16 April 2005
March 2, 2005
Background
The Advanced Research and Development Activity (ARDA) is a U.S. intelligence community (IC) center for conducting advanced research and development related to information technology (IT). ARDA sponsors high risk, high payoff research designed to produce new technology to address some of the most important and challenging IT problems faced by the intelligence community. The research is currently organized into five technology thrusts: Information Exploitation, Quantum Information Science, Global Infosystems Access, Novel Intelligence from Massive Data, and Advanced Information Assurance. More information is available at http://www.ic-arda.org/ .

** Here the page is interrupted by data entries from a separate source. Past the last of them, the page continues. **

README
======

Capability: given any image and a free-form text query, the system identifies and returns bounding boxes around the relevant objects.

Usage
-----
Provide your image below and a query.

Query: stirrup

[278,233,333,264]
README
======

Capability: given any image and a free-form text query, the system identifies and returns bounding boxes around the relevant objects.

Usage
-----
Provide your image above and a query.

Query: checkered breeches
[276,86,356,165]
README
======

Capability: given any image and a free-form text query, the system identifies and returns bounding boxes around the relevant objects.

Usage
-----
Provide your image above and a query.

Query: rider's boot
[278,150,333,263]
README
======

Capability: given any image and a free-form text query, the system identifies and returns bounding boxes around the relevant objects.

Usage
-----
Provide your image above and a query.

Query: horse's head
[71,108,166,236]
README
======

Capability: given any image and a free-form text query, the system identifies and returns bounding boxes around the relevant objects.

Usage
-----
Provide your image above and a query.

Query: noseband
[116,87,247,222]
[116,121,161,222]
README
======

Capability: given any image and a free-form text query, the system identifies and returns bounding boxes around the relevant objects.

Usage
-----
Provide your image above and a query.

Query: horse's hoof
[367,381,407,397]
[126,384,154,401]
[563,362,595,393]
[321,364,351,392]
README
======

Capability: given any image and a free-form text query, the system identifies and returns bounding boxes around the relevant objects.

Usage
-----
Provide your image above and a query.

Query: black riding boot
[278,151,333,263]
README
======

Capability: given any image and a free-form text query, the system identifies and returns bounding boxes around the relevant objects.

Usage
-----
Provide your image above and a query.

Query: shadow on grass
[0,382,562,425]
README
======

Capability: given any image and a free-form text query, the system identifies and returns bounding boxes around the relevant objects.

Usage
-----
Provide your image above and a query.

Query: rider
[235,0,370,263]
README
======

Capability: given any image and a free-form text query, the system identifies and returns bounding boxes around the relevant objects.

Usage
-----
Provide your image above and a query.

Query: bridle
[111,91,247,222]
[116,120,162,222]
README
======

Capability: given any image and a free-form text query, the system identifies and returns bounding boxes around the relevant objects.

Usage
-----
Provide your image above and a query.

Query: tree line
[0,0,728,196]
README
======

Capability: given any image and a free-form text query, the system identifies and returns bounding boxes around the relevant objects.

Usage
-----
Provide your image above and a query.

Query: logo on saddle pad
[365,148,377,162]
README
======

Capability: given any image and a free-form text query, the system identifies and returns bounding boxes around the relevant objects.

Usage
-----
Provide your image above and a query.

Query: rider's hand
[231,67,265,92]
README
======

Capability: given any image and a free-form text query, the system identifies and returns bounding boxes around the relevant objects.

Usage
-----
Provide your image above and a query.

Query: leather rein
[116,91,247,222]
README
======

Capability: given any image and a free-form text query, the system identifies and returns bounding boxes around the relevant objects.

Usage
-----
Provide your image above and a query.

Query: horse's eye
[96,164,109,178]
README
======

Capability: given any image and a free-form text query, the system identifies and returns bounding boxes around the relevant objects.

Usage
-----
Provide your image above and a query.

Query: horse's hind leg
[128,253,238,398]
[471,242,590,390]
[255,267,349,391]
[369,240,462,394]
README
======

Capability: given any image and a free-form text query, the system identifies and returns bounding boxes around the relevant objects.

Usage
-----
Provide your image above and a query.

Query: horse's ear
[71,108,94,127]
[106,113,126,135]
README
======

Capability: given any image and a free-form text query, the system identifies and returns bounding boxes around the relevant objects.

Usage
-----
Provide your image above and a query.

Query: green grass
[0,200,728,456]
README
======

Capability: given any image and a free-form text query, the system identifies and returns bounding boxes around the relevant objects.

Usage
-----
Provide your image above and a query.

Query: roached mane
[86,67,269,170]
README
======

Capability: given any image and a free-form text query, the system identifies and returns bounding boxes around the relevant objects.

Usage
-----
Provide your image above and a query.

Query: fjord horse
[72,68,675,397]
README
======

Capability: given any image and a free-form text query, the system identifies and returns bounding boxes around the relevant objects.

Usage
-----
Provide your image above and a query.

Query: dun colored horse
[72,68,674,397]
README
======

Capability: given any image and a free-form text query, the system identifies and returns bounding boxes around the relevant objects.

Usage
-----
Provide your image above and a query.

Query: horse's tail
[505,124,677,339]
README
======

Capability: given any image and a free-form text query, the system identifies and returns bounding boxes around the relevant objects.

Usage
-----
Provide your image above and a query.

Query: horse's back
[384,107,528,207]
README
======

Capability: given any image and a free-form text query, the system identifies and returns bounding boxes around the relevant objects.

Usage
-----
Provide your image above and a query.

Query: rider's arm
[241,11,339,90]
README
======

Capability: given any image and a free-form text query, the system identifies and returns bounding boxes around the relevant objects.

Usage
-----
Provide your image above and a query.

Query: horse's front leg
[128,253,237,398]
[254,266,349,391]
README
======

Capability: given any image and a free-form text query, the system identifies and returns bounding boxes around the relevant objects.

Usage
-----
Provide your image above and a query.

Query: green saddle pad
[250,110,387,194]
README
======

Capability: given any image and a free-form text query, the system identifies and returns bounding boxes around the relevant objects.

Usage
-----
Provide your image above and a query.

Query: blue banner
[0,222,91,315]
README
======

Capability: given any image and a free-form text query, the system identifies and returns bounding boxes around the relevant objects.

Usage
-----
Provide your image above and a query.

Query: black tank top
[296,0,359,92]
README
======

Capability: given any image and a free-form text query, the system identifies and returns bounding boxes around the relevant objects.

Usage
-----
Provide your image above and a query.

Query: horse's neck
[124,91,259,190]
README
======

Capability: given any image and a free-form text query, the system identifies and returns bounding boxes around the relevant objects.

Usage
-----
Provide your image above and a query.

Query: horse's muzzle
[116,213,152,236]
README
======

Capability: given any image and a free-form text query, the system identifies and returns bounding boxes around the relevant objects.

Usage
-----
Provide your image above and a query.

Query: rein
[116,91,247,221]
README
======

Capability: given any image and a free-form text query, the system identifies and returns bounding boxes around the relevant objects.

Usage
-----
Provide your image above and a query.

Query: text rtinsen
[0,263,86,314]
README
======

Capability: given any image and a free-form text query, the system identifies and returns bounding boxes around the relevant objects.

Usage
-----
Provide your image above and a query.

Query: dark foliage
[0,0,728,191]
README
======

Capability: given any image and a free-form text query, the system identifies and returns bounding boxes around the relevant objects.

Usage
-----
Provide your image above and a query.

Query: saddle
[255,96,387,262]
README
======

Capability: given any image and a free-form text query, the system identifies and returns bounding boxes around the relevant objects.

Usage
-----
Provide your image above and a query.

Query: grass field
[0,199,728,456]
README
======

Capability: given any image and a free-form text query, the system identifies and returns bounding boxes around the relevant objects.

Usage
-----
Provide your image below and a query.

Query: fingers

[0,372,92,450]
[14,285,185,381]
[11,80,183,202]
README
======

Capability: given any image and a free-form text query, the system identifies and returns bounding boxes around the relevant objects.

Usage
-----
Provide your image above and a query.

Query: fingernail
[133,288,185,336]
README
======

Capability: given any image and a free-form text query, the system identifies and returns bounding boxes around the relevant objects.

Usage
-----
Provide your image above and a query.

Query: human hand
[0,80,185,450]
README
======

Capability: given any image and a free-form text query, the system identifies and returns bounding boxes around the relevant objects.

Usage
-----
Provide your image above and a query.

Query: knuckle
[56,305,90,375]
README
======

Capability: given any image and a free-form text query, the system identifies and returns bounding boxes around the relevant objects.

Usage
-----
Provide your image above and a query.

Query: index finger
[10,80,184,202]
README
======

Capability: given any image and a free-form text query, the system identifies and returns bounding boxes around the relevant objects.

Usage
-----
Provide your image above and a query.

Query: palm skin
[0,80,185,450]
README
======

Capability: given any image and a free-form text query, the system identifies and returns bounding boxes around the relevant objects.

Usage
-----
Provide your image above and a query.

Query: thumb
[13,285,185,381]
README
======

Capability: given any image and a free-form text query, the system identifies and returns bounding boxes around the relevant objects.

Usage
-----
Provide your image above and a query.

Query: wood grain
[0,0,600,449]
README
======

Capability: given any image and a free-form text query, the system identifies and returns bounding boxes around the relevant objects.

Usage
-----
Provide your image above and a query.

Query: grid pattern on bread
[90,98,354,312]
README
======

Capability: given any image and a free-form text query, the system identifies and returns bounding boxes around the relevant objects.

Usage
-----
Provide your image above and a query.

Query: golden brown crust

The IC uses a specialized information infrastructure and a unique security environment that must be able to acquire, retain, and provide access to highly sensitive information for many years. In this environment, relying solely on the commercial sector to satisfy IC information assurance requirements is unacceptable. Relying on COTS for certain security-critical components within the IC information infrastructure incurs even greater risk when these components are developed outside the purview of the IC or IC-sponsored organizations. The Advanced Information Assurance (IA) research thrust within ARDA's overall R&D program is tasked with providing tailored security solutions for the IC to fill any perceived security gaps in the IC's information infrastructure. Its program is currently focused in the following areas: (1) countering the insider threat; (2) cyber intelligence; (3) high assurance for IC information infrastructure; (4) new defensive concepts; and (5) quantum cryptography.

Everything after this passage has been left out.